Malgré moi, il avait réussi à me happer dans son histoire. Je ne me suis pas demandé, pas même pendant une fraction de seconde, si ce qu’il me racontait était vrai ou s’il me menait en bateau. Pourtant, il y aurait eu de quoi, pensez donc : un élixir de bonheur ! Une goutte matin, midi et soir, allez et soyez heureux. Pourquoi pas aussi un philtre d’amour, une poudre qui rend invisible ou un gâteau qui fait rapetisser ?

Mais que ce monsieur plus très jeune, dans son costume strict, avec son maintien raide et son visage imperturbable ait pu affirmer une chose qui n’est pas l’exact reflet de la réalité était tout bonnement inconcevable.

Alors, oui, je l’ai cru aveuglément. Oui, j’ai acheté un flacon de son élixir en plus du parfum pour ma femme. Oui, j’en ai pris une goutte chaque matin. Oui, je le fais depuis plusieurs années. Oui, ça marche parfaitement, je nage depuis des années dans un bonheur d’origine artificielle, c’est vrai aussi, mais intense et magnifique.

Là, vous vous dites qu’il y a un piège, forcément. Que je vais vous annoncer que je suis totalement dépendant à ces gouttes, ou que les effets secondaires sont terribles, ou que je me suis ruiné pour les acquérir.

Non, il n’y a rien de tout cela. Le mélange savamment dosé à base de baie de Goji est d’une efficacité absolue, parfaite et sans faille. Depuis vingt ans que je l’utilise, je suis heureux comme peu de gens l’ont été. Bien sûr, j’ignore comment ça agit, pas plus que je ne connais la formule, les ingrédients ni les proportions, mais qu’importe ?

Jules a attrapé un cancer il y a quelques mois. Ça n’a guère d’importance, bien qu’il en soit mort la semaine dernière. Il a quitté l’existence en souriant béatement de bien-être, paraît-il.

Quant à moi, je me porte très bien, merci, puisque tout est parfait en ce monde. Il me reste assez de gouttes pour deux mois, au minimum. Que la vie est belle !


Commentaire

La gougoutte — 6 commentaires

  1. Ah un elixir de bonheur ! Quelle merveille. J’espère que son unique effet secondaire est la contamination du bonheur par simple regard, parole ou geste d’attention sincère ? Ton épouse est, je crois, deja contaminée.
    Plein de bonheur pour vous et autour de vous.
    La lecture de ton texte a été mon 1er petit bonheur de la journée.
    Bise

  2. Mais le vrai bonheur, tu le sais bien, est de partager avec les autres (je t’envoie mon adresse par e-mail privé)

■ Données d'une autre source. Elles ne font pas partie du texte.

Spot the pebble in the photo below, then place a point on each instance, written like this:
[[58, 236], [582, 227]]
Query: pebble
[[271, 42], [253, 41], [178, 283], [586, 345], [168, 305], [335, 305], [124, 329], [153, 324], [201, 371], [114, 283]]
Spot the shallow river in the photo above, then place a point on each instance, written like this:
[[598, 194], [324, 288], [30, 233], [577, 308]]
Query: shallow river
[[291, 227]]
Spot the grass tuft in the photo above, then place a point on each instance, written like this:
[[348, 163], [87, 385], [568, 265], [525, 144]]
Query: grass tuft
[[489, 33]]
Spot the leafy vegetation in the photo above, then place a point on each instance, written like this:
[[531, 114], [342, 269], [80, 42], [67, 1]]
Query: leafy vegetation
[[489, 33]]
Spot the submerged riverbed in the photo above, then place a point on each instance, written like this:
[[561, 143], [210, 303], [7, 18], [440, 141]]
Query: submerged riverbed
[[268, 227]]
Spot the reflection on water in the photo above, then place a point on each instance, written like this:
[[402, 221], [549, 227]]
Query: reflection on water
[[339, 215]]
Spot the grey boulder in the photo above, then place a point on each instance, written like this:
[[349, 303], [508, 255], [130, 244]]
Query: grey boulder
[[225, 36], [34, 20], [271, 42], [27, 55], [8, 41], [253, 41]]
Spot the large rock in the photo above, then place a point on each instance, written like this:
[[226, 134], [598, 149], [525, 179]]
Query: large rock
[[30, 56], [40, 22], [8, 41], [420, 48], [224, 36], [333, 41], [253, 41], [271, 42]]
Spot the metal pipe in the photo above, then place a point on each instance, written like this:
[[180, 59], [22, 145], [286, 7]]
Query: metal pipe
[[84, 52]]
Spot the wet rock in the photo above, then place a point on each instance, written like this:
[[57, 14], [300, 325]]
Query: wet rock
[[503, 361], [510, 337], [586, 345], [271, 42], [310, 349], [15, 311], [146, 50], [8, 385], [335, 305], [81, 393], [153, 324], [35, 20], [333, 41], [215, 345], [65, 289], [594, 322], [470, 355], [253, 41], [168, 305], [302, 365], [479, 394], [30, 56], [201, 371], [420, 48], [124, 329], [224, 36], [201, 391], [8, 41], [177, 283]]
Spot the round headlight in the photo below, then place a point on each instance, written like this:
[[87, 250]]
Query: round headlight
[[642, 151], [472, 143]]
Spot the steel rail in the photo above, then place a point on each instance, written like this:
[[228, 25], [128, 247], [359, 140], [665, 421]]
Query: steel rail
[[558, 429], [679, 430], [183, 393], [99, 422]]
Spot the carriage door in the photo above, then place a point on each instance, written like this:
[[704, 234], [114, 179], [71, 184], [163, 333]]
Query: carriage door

    • Évidemment ! D’ailleurs, il y a un truc qui ne va pas dans mon histoire. Le narrateur a une femme, mais on ne sait pas s’il partage les gougouttes avec elle.

  3. Je le savais : tu te drogues.
    Eh bien ! C’est pas très beau d’exposer ça aux yeux de tout le monde !

    Pfff !

    Paquo

    PS : il est où ton magasin ? Ils ont un stock ? C’est pas pour moi, hein, c’est pour mon chien : il est un peu grognon, là. Comment ? Je n’ai pas de chien ? Ah ! Oui. Tiens. Du coup, c’est quoi qui grogne comme ça derrière la porte de la chambre ?

    • Je me drogue aux rêves, aux livres déjantés, à l’écriture d’histoires de dingue, à l’élixir de dinguerie, et à tout ce qui peut faire barrage entre le bien-être et ceux que j’aime.
      Et toi, prends un gros bâton et ouvre ta porte pour voir ce qu’il y a derrière. C’est le meilleur moyen de t’en débarrasser.